Evans-Smith is not buying into any of that hype, though. She believes her previous experience is more than enough to block out all of the outside noise.
“I have been competing since I was 15 in high school wrestling, then college wrestling and international wrestling,” explained the bantamweight fighter. “Also, my amateur MMA career and some of my early fights were highly watched because of the controversial fighter I fought. Also, my level of competition—even though this is a step up, I know I’ll be ready.”
That controversial fighter Evans-Smith is referring to is none other than Fallon Fox. The transgender fighter out of Florida made headlines across the country when she became the first openly transgender fighter in mixed martial arts.
“It really did prepare me [for a moment like this],” Evans-Smith admitted. “All the media attention and just knowing so many people were watching it [is] really is a plus, because from here on out all my fights will be watched by millions of people.”
Apart from her much-publicized fight against Fox, Evans-Smith also fought for another major player in the game: the aforementioned WSOF, where she boosted her professional record to 3-0 after defeating Marciea Allen via TKO in the third round of their bout back in June.

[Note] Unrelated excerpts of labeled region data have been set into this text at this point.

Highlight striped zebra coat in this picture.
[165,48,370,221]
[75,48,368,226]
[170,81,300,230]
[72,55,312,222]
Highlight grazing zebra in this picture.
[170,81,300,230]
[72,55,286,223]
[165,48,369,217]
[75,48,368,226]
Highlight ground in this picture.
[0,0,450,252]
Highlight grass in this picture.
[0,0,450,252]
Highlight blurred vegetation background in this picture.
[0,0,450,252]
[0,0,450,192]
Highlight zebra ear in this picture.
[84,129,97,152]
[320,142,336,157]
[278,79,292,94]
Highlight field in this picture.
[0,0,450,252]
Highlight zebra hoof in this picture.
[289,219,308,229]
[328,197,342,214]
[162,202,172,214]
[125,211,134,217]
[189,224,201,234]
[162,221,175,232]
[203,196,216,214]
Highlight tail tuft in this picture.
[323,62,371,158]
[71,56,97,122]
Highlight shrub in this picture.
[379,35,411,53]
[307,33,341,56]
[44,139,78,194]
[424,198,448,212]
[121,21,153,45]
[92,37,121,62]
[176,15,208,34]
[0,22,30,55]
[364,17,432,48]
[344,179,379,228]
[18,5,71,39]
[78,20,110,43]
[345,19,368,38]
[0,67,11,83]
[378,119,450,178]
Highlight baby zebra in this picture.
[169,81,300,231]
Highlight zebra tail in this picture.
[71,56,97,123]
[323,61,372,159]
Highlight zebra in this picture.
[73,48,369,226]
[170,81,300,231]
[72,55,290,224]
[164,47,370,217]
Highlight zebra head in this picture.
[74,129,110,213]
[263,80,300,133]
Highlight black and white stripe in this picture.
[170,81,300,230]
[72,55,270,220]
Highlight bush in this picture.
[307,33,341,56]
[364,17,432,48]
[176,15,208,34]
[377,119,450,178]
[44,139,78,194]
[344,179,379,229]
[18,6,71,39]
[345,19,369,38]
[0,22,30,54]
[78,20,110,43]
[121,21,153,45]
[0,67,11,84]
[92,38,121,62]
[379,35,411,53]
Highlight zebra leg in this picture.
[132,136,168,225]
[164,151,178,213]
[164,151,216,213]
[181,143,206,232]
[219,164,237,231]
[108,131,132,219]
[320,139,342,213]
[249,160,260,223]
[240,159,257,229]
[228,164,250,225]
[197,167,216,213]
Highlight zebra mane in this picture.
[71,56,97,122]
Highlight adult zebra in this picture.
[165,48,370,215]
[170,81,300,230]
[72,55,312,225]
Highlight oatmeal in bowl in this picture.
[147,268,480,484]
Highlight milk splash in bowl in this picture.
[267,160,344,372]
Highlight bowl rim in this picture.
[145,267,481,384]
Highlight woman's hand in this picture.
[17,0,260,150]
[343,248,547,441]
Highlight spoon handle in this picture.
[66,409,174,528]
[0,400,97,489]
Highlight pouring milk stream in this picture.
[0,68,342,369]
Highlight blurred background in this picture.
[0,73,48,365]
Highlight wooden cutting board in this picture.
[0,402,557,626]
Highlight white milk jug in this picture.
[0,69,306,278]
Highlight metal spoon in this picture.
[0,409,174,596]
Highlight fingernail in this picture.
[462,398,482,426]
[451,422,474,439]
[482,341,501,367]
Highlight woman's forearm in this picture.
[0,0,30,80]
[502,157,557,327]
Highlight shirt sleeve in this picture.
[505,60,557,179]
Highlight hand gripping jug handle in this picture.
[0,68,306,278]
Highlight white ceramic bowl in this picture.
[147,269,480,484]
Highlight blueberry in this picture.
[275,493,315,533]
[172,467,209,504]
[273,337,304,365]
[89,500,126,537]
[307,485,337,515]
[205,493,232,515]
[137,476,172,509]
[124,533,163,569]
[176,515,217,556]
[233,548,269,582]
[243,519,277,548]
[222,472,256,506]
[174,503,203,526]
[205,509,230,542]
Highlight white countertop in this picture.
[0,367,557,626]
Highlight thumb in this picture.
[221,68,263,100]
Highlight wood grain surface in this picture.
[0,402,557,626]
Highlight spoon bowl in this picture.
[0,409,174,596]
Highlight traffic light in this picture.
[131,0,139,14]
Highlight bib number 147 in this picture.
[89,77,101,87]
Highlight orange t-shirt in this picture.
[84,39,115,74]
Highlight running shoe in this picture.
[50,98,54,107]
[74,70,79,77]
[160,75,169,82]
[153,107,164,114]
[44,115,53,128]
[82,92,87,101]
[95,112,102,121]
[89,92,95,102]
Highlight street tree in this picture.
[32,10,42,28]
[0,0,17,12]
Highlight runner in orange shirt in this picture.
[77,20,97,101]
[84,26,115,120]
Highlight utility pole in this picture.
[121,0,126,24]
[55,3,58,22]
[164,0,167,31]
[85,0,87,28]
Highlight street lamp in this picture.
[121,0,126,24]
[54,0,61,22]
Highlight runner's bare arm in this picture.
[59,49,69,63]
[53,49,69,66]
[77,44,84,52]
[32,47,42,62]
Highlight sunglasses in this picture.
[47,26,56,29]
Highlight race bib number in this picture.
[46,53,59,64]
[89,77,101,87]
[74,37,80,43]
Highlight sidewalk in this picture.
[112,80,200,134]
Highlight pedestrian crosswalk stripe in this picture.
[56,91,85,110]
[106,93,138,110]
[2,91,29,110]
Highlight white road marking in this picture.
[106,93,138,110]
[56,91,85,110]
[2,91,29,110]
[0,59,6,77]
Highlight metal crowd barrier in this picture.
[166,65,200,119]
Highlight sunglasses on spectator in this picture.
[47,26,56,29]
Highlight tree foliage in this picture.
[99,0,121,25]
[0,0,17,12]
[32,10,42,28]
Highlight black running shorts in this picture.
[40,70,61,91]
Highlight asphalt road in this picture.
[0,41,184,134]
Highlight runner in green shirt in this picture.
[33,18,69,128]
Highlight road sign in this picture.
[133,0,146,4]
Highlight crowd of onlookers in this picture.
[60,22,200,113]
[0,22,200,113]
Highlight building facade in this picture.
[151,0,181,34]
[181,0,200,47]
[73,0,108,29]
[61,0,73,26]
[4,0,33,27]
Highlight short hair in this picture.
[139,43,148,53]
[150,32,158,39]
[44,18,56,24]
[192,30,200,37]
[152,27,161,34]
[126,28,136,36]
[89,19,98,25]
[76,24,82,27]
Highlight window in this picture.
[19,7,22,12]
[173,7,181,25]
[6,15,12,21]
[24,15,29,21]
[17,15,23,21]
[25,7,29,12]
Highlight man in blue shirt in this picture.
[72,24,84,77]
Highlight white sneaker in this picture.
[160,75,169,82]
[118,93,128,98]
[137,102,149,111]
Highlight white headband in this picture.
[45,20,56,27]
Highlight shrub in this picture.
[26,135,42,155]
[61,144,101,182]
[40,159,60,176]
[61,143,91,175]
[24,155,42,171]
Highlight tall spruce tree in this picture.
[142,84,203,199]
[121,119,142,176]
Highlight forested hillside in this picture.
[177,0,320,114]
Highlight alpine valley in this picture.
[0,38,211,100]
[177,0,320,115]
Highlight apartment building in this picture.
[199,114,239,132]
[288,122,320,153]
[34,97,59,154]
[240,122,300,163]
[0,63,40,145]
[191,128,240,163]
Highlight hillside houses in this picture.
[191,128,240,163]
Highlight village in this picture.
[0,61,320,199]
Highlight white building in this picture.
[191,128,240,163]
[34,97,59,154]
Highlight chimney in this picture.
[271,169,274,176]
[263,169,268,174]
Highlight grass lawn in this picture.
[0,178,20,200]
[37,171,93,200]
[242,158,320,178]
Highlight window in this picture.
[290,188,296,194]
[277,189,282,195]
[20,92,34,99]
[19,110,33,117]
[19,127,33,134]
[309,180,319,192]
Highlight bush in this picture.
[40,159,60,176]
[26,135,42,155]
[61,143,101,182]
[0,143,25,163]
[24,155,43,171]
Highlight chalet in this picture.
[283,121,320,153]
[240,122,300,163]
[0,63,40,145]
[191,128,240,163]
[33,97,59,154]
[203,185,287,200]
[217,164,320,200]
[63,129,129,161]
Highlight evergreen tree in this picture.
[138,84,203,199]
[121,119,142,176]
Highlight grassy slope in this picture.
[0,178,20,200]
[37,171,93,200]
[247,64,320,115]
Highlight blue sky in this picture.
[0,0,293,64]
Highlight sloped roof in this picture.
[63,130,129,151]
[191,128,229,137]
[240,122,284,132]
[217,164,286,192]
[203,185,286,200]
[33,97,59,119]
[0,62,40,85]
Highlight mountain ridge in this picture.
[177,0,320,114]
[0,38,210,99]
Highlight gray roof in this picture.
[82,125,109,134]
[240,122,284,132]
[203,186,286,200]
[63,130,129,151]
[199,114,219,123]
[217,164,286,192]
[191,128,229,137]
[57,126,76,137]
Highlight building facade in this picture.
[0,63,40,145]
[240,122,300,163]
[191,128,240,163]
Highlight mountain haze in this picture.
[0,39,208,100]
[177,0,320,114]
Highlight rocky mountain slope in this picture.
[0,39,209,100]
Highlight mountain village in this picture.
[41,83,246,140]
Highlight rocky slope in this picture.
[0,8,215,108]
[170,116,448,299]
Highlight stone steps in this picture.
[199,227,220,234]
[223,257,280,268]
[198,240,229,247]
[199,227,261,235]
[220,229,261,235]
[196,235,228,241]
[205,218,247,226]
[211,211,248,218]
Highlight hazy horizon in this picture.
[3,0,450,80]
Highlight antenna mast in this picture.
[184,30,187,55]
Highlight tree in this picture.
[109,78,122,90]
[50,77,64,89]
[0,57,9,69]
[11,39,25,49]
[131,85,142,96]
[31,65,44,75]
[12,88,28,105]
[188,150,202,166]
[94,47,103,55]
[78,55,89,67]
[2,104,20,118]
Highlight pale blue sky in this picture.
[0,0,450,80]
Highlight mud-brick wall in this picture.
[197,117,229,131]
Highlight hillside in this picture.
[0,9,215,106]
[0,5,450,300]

The WSOF is trying to carve out its own identity in the very crowded MMA hemisphere. Women’s MMA is a hot commodity at the moment, and Evans-Smith is one of the many up-and-coming talents the sport has to offer, which is the reason why she was under contract with the promotion. With the company trying to build good relationships with fighters and managers, the decision to let Evans-Smith walk was an easy one to make.
“[WSOF matchmaker] Ali [Abdelaziz] called me and told me he would release me to take this last-minute fight with the UFC,” explained Evans-Smith. “It really wasn’t a problem. He just called me, because it was everyone’s dream to fight in the UFC and he will never hold me back from my dream. They treated me very well. Of course they didn’t use me as much as I would like, but I don’t think that’s his fault. He initially had the intention of fighting me frequently.”
It wasn’t always smooth sailing for the Tuff-N-Nuff veteran. Before the big fights and media exposure, the surging bantamweight suffered a five-second knockout loss in her last amateur fight to finish with a mediocre 5-4 amateur record. After a devastating loss like that one, most fighters will question if they can, in fact, do this for a living.
“You know, it’s really one of those moments in your life—there is not very many—but I’ve never been one to give up on anything in my entire life,” Evans-Smith said. “I’ve passed a rough background and I didn’t have a lot of family support and financial support growing up, but I never gave up on anything I ever did, whether it was high school wrestling, college wrestling or getting my degree to make money. Being involved in a male-dominated sport, nothing really stopped me and I never gave up. It was one of those things where I really asked myself, ‘Am I cut out for the sport?’ But at the end of the day I just told myself I never gave up through anything in life and I am not starting now.”
If Evans-Smith didn’t give up when faced with her biggest challenge in her MMA career, you shouldn’t bet on her giving up her quest for UFC gold regardless of Saturday night’s result.